Guselkumab, a monoclonal antibody that specifically inhibits interleukin-23 signaling, was safe and more effective than placebo or adalimumab against plaque psoriasis in a phase II clinical trial, according to a report published online July 9 in the New England Journal of Medicine.

The 1-year randomized double-blind study, funded and administered by the maker of guselkumab, involved 293 adult patients treated at 31 sites in North America and 12 in Europe. The median duration of disease was 19 years. Study participants were randomly assigned to receive one of five subcutaneous doses of the agent (5 mg, 15 mg, 50 mg, 100 mg, or 200 mg) at two different dosing intervals (208 patients), matching placebo (42 patients), or adalimumab (43 patients) for 40 weeks and were followed for an additional 12 weeks. At 16 weeks, patients in the placebo group crossed over to receive 100 mg of guselkumab every 8 weeks, said Dr. Kenneth B. Gordon of Northwestern University, Chicago, and his associates.

The primary efficacy endpoint – the proportion of patients at week 16 with a Physician’s Global Assessment score of 0 or 1 – was significantly higher in every guselkumab dosing group (34%, 61%, 79%, 86%, and 83%, respectively) than in the placebo group (7%). In addition, the proportion of patients showing a 75%, 90%, or 100% improvement in Psoriasis Area and Severity Index score was significantly higher in each guselkumab group than in the placebo group. Scores on the Dermatology Life Quality Index also showed significantly greater improvement from baseline to week 16 in the guselkumab groups.

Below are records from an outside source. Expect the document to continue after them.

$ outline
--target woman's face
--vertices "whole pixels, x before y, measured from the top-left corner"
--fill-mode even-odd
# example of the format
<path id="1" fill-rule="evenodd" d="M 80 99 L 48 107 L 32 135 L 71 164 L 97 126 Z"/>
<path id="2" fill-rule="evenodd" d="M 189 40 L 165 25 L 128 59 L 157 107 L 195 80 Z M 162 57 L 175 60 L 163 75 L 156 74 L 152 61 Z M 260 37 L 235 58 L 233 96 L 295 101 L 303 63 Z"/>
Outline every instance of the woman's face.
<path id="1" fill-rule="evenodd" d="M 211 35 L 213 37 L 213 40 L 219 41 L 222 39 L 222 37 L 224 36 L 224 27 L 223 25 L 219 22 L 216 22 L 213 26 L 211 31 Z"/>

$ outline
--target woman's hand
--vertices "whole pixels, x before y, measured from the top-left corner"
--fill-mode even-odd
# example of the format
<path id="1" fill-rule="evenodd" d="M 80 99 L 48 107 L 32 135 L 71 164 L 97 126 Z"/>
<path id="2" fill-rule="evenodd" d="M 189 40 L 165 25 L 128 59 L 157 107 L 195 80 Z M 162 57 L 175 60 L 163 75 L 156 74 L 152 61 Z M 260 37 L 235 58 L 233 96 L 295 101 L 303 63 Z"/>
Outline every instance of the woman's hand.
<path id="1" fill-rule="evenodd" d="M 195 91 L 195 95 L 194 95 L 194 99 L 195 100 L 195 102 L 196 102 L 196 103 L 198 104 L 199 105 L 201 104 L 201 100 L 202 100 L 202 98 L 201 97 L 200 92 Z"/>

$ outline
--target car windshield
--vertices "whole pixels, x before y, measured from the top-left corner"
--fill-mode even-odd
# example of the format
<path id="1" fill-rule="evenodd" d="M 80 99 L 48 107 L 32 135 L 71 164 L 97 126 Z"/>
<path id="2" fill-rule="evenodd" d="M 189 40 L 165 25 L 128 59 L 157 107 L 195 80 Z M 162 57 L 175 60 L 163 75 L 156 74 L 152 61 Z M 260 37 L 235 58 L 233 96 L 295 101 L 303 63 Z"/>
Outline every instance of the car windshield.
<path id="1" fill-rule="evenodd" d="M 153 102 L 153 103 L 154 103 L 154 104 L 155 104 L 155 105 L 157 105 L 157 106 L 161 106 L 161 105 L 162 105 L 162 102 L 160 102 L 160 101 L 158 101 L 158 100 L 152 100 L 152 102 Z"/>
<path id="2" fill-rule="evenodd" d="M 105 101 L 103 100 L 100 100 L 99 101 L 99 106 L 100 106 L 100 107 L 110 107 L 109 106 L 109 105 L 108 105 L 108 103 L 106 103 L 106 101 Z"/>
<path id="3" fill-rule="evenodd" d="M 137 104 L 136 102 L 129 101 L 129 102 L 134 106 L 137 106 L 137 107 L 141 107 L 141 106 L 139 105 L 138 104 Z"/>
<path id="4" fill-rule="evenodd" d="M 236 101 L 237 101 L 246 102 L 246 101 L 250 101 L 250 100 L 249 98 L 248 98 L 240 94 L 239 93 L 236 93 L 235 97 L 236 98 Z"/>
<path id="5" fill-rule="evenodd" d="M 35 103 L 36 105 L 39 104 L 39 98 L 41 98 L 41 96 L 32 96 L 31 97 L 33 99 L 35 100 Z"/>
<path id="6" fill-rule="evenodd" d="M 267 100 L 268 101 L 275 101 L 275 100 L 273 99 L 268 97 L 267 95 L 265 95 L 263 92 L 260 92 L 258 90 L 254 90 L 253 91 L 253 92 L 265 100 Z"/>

The findings were similar when patients taking the higher doses of guselkumab were compared with those taking adalimumab. At week 16, the proportion of patients with a PGA score of 0 or 1 was 58% with adalimumab, compared with 79%, 86%, and 83% at the highest doses of guselkumab (50 mg, 100 mg, or 200 mg). And at week 40, the proportion of patients with a PGA score of 0 or 1 was significantly higher in those taking 50 mg (71%), 100 mg (77%), or 200 mg (81%) guselkumab than in patients taking adalimumab (49%). The response to guselkumab was noted at the earliest patient assessment at week 4, peaked at week 20, and was maintained through week 40, Dr. Gordon and his associates said (N. Engl. J. Med. 2015 July 9 [doi:10.1056/NEJMoa1501646]).

The rates of adverse events, serious adverse events, and infections were similar across all the treatment groups. At week 16, infections were reported in 20% of patients taking guselkumab, 14% of those taking placebo, and 12% of those taking adalimumab. At final follow-up, infections were reported in 30% of patients taking guselkumab and 35% taking adalimumab. This study had a limited ability to assess uncommon adverse events; three patients taking guselkumab had major cardiovascular events during treatment, but “it is difficult to interpret the significance” of such events, the investigators said.

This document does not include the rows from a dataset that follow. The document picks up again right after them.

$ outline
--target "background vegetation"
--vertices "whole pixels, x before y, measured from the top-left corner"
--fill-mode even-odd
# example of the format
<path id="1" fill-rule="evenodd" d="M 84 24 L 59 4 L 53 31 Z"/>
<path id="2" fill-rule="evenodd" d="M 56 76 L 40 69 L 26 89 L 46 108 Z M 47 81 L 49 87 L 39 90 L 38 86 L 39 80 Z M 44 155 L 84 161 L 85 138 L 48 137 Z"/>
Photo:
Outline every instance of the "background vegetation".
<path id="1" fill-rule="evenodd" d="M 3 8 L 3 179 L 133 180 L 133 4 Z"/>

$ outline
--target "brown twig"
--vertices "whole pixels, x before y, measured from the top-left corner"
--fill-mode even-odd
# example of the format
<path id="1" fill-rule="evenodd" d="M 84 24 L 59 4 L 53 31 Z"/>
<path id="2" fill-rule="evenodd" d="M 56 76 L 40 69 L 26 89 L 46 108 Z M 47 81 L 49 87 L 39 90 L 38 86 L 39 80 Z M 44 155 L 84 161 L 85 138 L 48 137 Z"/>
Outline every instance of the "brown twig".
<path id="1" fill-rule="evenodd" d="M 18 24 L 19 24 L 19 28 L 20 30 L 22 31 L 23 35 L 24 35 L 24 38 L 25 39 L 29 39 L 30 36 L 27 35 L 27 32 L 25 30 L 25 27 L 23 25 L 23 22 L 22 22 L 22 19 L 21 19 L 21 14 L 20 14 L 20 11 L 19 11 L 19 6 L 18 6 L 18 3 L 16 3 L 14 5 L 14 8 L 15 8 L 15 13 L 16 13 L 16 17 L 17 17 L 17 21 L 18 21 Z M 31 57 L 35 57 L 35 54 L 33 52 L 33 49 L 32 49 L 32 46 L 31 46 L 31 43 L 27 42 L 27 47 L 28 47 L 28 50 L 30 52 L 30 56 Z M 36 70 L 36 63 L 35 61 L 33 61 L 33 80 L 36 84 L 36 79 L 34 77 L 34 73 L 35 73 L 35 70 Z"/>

They added that larger and longer-term phase III trials are now underway to further assess the efficacy and safety of guselkumab for this indication. Moreover, their study results “validate the use of interleukin-23 as a therapeutic target by showing that therapy involving selective antagonism of this single cytokine in patients with moderate to severe plaque psoriasis is highly efficacious, as compared with adalimumab therapy,” Dr. Gordon and his associates said.